Buyers, sellers and traders of stamps and coins sat tucked away in the Mohave County Library Lake Havasu City program room on a sunny Saturday indulging a hobby that most younger residents aren’t picking up.
Saturday’s show was one of the four Lake Havasu Stamp and Coin Club events that the group holds every year at the 1770 N. McCulloch Blvd. branch library. Five club members spread out their collection of coins, stamps and related items for all peruse.
It wasn’t like a fast-paced auction, rather a backyard barbecue where everybody knows one another and takes their time browsing and chatting about the items.
“Most of us have been involved (in stamp and coin collecting) for years,” said Harold Whitt, president of the club.

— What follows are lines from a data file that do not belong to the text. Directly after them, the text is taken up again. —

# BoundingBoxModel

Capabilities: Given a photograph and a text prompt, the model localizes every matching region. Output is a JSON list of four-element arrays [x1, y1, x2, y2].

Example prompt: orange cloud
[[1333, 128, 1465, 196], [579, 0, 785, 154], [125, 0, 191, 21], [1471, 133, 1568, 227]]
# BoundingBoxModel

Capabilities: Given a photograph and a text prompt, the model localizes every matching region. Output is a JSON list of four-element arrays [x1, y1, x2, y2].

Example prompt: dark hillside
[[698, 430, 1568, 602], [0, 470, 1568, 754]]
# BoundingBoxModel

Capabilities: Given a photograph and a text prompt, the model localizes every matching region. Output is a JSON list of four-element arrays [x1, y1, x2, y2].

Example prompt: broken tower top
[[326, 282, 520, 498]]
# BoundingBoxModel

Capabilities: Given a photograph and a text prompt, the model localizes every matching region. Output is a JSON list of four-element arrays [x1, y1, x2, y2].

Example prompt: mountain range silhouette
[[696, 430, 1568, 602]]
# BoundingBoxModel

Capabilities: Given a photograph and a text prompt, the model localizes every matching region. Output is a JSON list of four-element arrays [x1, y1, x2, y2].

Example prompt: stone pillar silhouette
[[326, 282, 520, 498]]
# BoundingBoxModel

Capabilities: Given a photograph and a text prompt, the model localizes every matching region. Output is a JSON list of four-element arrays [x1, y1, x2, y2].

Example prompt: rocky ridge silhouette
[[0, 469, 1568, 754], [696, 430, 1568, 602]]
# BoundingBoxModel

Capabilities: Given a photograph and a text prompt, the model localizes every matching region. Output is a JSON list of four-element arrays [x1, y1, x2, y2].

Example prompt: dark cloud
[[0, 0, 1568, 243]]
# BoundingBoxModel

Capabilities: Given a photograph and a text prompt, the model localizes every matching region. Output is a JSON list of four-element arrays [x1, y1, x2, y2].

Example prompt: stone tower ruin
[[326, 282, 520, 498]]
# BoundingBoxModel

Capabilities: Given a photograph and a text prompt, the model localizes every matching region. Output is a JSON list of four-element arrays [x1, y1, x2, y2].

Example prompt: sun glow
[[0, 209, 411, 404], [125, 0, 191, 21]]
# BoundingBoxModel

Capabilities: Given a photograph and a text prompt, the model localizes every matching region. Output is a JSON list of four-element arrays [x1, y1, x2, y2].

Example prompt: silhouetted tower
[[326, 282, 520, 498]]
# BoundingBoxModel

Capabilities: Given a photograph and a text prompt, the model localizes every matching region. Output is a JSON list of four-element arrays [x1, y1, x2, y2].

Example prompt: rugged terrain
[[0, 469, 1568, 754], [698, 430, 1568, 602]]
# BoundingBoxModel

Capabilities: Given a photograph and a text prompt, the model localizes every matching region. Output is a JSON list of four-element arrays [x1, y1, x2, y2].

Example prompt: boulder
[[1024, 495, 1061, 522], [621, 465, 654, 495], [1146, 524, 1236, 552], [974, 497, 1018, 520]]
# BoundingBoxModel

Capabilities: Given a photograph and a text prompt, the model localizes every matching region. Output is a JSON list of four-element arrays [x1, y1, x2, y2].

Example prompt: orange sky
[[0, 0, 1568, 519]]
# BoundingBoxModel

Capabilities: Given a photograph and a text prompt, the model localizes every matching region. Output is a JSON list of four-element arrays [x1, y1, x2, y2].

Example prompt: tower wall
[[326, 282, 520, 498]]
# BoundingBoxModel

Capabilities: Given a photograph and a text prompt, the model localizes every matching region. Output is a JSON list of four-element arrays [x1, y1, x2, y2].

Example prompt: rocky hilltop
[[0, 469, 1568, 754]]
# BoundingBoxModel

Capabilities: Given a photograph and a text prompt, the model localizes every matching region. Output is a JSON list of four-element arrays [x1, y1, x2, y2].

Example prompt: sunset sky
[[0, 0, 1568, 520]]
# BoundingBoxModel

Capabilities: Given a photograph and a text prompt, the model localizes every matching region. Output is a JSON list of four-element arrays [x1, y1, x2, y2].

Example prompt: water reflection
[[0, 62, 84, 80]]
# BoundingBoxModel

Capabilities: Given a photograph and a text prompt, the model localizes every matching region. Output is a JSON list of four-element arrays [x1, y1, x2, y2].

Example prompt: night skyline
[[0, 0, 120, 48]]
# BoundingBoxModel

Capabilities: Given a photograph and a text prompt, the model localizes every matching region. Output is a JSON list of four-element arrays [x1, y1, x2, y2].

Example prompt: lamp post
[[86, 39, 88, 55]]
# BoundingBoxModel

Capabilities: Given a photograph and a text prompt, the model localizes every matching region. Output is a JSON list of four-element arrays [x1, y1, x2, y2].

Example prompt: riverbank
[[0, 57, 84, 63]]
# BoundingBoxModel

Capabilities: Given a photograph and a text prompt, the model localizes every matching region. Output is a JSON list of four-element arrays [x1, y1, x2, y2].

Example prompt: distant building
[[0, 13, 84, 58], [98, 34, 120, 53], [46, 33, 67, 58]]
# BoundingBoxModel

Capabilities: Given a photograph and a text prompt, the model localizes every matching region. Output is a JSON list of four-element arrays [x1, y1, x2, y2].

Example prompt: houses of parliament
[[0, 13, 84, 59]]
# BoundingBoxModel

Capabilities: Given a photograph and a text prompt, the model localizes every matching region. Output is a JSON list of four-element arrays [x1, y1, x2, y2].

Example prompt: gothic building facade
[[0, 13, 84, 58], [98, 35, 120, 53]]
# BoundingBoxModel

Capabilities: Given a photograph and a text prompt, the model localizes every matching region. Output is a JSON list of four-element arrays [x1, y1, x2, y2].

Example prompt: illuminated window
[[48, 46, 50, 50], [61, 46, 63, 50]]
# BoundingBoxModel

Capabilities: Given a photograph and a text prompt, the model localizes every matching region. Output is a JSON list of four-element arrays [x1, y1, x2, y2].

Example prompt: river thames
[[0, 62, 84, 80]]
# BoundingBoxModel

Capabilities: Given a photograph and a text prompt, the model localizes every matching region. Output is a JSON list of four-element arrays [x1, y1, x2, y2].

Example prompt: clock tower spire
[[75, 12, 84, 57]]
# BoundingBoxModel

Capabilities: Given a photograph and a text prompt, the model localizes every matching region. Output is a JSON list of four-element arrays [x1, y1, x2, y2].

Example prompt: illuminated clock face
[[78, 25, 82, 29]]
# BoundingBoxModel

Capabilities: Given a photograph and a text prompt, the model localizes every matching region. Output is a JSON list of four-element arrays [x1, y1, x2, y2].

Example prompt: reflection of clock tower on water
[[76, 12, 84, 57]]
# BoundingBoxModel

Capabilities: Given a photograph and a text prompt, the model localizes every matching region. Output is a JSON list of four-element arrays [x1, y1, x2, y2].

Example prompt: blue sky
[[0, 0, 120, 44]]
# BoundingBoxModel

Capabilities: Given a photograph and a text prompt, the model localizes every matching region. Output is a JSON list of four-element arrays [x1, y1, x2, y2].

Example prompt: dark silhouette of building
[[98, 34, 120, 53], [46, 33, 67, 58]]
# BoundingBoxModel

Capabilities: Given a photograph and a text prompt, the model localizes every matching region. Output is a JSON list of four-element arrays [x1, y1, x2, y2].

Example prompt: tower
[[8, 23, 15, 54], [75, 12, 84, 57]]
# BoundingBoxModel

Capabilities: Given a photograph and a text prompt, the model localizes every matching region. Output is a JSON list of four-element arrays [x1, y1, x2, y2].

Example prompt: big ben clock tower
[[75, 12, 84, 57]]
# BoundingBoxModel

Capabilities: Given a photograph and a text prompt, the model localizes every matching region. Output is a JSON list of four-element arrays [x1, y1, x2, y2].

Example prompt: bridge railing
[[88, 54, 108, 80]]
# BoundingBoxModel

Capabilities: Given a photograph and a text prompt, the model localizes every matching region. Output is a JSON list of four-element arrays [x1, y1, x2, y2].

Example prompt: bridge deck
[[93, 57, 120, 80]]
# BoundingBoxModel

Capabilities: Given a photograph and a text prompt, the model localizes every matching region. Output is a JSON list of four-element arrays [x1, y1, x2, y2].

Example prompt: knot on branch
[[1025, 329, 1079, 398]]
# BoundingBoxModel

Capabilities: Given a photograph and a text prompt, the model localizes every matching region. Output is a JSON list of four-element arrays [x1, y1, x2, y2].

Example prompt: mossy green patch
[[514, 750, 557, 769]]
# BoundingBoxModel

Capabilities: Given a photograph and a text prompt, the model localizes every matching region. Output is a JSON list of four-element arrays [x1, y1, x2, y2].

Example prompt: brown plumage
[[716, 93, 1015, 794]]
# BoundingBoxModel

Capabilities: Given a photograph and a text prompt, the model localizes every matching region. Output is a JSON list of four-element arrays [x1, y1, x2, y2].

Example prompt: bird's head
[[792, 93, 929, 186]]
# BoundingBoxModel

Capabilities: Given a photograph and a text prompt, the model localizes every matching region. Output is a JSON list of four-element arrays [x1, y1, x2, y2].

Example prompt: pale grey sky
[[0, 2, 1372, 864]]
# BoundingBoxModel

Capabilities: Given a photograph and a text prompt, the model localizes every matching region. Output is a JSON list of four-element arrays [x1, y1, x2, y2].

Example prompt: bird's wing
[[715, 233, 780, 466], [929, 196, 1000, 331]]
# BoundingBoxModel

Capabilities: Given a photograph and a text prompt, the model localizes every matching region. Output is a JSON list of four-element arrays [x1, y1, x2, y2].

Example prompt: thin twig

His primary interest is collecting, he added.
But there was Whitt Saturday, showing his complete set collections of Peace Dollar coins from 1921 to 1935, Liberty Nickels 1883 to 1912 and Buffalo Nickels 1913 to 1938.
Many collectors attempt to complete a set by buying and trading individual pieces (coins, stamps or whatever), similarly to when baseball card collecting was more popular.
“If they want to get rid of the extras, they’ll trade them (with the goal of trying to complete a set),” Whitt said.
Ernest Darling, who purchased a 2013 roll of silver eagle coins and a quarter ounce gold panda coin, said he started collecting coins in 1984 as an “inflation hedge” – a backup to help support him in retirement.
“I fell in love with the coins,” Darling said of the hobby.
Fred Roennebeck got the itch to start collecting when he was a young boy in 1946 and a neighbor of his in Union, Utah had died. Roennebeck said he received a bunch of Indianhead pennies that the deceased neighbor had owned. From there, Roennebeck started his first coin shop in 1964 and at one point was running 13 coin shops at once, his wife Myrna said.
Darling purchased coins from the Roennebecks.
Tom Miller has participated in the stamp and coin shows at the library for the past five years, but he’s attended the swap meet even longer – 26 years – to buy and sell for his collection.
“I buy and sell old money,” Miller said. “I primarily have silver. I don’t do much in gold.”
Robert Lee started collecting coins after his wife collected pennies about 10 to 12 years ago.
His wife has 21 sets of Lincoln pennies, Lee said.
“They call her the penny lady,” Lee said referring to what Miller calls his wife.
The stamp and coin club has about 65 members. It holds shows at the library in November, January, February and March.